# Computer Vision Demo
## Practical Implementation of Image Classification with PyTorch using Fashion MNIST Dataset

**Run the Computer Vision Demo in a colab notebook**

[![Open in Colab](https://colab.research.google.com/assets/colab-badge.svg)](https://colab.research.google.com/github/murilogustineli/computer-vision-demo/blob/main/cv_demo.ipynb)

**References:**
- [TensorFlow tutorial: Basic Image Classification](https://www.tensorflow.org/tutorials/keras/classification?linkId=9317518)
- [Fashion MNIST GitHub repo](https://github.com/zalandoresearch/fashion-mnist)
- [Deep Learning with Python, Second Edition](https://www.manning.com/books/deep-learning-with-python-second-edition)

Welcome to this practical implementation, where we delve into the world of computer vision using PyTorch. Our goal is to develop a practical understanding of Convolutional Neural Networks (CNNs) by implementing a model that can classify different types of clothing.
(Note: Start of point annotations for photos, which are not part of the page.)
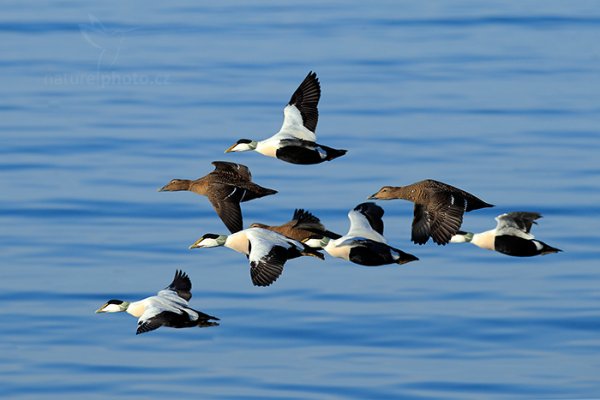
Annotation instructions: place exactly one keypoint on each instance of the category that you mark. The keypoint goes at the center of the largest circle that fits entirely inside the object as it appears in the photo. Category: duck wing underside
(265, 269)
(520, 220)
(165, 318)
(234, 170)
(181, 285)
(440, 223)
(306, 99)
(228, 209)
(374, 215)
This demo is designed for learners at all levels, so don't worry if some concepts seem new. We'll walk through each step of the process, explaining the key ideas and code details along the way.

In [1]:
# PyTorch
import torch

# Helper libraries
import numpy as np
import matplotlib.pyplot as plt

print(f"PyTorch version: {torch.__version__}")

PyTorch version: 2.1.2


## The Fashion MNIST dataset

In this demo, we use the `Fashion MNIST` dataset, a modern alternative to the classic [MNIST](https://en.wikipedia.org/wiki/MNIST_database) dataset traditionally used for handwriting recognition. 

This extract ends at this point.